In a more recent advisory on Russian evasion of the $60-per-barrel price cap on Russian oil, the Price Cap Coalition (comprising the G7, the EU, Australia, and New Zealand) last fall issued an updated advisory for industry stakeholders looking to detect and deter Russian evasion. Again, these strategies closely resemble those of other illicit actors, including AIS manipulation, ship-to-ship transfers that involve shutting off tracking and many times offloading cargo at nighttime, causing environmental risk, and other evasion methodologies.
Inflation of ancillary shipping costs is a common Russian technique to evade the price cap, according to the advisory. Ancillary costs can include freight, customs, and insurance, and bundling them with the payments for oil can be used to conceal the fact that Russian oil was purchased above the price cap.
Shipping, freight, customs, and insurance costs are not included in the price caps and must be invoiced separately and at commercially reasonable rates.

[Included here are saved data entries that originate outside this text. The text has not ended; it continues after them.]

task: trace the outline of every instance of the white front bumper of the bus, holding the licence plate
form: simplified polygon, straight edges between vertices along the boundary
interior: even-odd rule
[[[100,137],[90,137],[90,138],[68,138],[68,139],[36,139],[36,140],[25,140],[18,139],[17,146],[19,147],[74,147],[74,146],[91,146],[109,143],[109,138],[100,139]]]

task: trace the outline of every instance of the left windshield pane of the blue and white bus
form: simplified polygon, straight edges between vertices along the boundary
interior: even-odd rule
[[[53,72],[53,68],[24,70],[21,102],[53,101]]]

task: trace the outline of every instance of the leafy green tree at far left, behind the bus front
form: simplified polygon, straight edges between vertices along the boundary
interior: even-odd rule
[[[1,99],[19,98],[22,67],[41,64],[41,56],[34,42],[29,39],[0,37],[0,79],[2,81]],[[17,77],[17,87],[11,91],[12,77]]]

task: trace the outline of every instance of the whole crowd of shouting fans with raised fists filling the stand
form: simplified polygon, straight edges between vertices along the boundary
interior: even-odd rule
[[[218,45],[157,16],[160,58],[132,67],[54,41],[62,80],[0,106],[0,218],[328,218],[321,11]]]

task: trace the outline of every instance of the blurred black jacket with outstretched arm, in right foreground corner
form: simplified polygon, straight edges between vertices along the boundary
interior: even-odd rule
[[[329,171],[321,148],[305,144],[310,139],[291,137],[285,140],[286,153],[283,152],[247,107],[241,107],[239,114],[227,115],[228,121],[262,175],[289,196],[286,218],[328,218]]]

Industry stakeholders involved in the Russian oil trade should require an itemized breakdown of all known costs negotiated at the start of the trade transaction (e.g., port dues, freight, and insurance costs). As of early 2024, coalition service providers are required to request such information in certain circumstances, including, but not limited to, requests from relevant authorities. This entails industry stakeholders updating contractual terms and conditions with sellers or counterparts or adjusting invoicing models to show the price of the oil until the port of loading and the price for transportation and other services separately.
Mitigation strategies.
Keeping track of regulator guidance and applying the recommendations contained therein to compliance programs is critical. Training compliance officers to be aware of evolving evasion methodologies will help keep compliance personnel current and aware.
Sanctions screening is no longer enough, since many of the illicit actors, such as the ones mentioned above, use front companies and tangled ownership and control structures to obscure the involvement of sanctioned jurisdictions or entities in transactions.

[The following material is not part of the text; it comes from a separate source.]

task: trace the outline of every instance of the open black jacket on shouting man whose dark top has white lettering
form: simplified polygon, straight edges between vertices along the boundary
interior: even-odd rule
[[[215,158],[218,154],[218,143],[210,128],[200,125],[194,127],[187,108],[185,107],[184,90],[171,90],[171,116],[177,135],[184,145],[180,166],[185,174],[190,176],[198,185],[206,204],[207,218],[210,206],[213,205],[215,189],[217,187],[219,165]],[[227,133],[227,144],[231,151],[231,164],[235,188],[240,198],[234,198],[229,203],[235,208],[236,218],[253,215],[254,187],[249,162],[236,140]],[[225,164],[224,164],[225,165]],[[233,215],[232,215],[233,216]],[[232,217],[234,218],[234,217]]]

Monitoring tanker sales and tracking vessel histories may seem onerous at first, but doing so can help organizations avoid involvement with blocked property, and checking previous names and registrations against sanctions lists is key. If a vessel recently changed its flag and registration to a jurisdiction with with lax controls, it’s an indicator of possible illicit activities.
Reporting vessels that trigger concerns to regulators can help ensure that the organization remains on the right side of the law. Is a vessel involved in suspicious activity, such as turning off AIS or taking circuitous routes to its destination? That should trigger concerns and closer scrutiny.
And then, there’s the due diligence. If a vessel has undergone numerous administrative changes such as re-flagging, name and ownership changes, is old and has a history of incidents or deficiencies, enhanced due diligence may be in order. The use of intermediary companies (e.g., management companies, traders, brokerages, etc.) that conceal their beneficial ownership or otherwise engage in unusually opaque practices should also trigger closer scrutiny. Such companies—especially if they’re located lose to a highly sanctioned or embargoed jurisdiction—may be more likely to engage in deceptive practices and expose counterparties to heightened risks.
Good luck out there! It’s a challenging environment.